After complaints, Google increased the limits for paid tiers by 3x and reset quotas. That is a good response. But at the same time, it confirms that the initial setup was not good.
Update 2026-05-22: They have already increased the limits again by 3x, but it is still a problem when you are paying $200 and burn through a 5-hour limit in 30 minutes.
For a multi-agent tool, limits are part of the product, not a minor detail. When users do not know how much they have left, what exactly is burning tokens, and why their work suddenly stops, they lose trust.
Why I am not assessing Spark, Omni, or the new AI search
I am not assessing Gemini Spark because I cannot actually use it. It is not available to me, it is not available globally, and based on the available information, it is initially aimed at trusted testers, the US, and higher-tier subscriptions.

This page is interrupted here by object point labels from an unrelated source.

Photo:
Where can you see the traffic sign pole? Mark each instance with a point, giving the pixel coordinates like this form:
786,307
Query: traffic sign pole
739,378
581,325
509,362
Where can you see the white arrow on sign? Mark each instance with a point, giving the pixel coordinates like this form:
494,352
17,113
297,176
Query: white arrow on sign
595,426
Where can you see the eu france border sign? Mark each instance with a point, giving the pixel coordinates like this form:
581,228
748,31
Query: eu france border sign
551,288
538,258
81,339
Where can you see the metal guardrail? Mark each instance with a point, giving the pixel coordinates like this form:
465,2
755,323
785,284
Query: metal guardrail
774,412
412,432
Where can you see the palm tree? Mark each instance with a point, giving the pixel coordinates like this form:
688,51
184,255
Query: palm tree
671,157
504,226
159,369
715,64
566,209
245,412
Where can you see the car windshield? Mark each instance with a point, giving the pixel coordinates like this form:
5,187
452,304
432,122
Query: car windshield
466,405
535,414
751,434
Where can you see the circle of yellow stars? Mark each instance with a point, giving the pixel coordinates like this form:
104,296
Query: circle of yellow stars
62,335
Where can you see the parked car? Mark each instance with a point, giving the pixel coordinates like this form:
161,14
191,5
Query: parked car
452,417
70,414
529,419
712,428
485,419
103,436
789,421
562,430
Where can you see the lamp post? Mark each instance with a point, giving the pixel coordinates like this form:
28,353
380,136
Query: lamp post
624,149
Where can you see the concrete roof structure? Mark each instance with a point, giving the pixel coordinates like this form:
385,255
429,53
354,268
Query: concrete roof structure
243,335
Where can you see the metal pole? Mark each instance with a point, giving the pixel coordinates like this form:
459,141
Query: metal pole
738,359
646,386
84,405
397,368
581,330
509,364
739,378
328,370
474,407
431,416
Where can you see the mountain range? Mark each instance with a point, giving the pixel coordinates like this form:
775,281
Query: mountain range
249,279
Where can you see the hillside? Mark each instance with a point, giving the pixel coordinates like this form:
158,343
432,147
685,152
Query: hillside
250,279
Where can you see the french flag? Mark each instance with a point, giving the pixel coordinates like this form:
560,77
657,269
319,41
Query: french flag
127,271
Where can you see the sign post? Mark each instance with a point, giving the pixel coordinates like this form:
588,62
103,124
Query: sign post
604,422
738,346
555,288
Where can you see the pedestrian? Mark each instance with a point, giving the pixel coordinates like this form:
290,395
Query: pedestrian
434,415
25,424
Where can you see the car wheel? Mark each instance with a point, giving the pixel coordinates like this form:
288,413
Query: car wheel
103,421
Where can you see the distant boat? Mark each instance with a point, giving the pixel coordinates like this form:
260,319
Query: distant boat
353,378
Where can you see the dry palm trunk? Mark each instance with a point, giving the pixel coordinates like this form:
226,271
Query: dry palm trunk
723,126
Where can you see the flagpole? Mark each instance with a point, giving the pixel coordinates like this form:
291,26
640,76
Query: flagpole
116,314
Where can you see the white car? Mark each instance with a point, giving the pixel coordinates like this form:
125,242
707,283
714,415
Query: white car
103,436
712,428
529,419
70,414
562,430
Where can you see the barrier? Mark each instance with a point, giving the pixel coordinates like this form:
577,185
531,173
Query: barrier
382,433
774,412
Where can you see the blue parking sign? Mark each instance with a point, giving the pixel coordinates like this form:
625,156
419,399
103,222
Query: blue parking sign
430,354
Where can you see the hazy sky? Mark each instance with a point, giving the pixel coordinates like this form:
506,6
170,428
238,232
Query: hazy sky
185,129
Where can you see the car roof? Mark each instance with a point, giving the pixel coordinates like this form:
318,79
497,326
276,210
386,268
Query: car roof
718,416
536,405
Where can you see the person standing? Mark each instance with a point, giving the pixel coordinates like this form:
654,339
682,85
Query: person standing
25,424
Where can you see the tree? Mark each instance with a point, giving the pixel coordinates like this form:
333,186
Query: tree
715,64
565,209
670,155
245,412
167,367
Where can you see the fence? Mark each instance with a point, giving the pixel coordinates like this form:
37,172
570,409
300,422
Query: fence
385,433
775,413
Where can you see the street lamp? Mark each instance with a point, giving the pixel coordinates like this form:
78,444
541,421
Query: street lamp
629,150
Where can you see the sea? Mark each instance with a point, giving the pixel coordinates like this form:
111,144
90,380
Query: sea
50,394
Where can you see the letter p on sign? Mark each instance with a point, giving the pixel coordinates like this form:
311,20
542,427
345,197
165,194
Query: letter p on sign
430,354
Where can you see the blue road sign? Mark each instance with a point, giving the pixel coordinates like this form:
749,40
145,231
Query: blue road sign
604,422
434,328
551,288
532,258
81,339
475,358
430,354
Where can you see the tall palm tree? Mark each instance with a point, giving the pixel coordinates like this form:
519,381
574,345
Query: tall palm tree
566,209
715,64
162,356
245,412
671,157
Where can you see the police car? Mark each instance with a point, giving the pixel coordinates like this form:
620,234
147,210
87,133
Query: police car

Gemini Omni? Same problem: “This feature is not available in your country.” The new search built on Gemini 3.5 Flash? Again, an availability fog.
This has been frustrating with Google for a long time. On stage, everything looks like the finished future. In Europe, you often end up sitting in front of a product where half the features are “coming this summer” — and still only in the US — another half are “not available in your country” even when they are supposedly “globally available”, and the remaining half burns through your limit before you have time to find out whether it is any good.
Overall impression: Google has everything except product tempo
Google has the infrastructure, TPUs, research, distribution, data, talent, and ecosystem. That is precisely why it is so frustrating when the result feels like a combination of excellent lab capabilities and unfinished product management. In my view, Anthropic and OpenAI have felt faster over the past year. Not always flawless, but their developer products have a clearer sense of momentum.
Gemini 3.5 Flash is not a disaster. Antigravity CLI is not hopeless. Antigravity 2.0 may mature. But as a whole, after Google I/O 2026, it feels weaker than I expected. Instead of thinking “Google has finally found its rhythm”, I am left thinking “Google has a huge ship that still turns far too slowly”.
My current recommendation is simple: test Gemini 3.5 Flash, but do not look only at speed. Track the cost of the whole task, the number of tokens burned, the quality of completion, and how much manual work remains afterwards. Try Antigravity CLI, but I would not build a critical workflow on top of it yet. And I see Antigravity 2.0 as a product that may improve in a few months, but today it has not convinced me.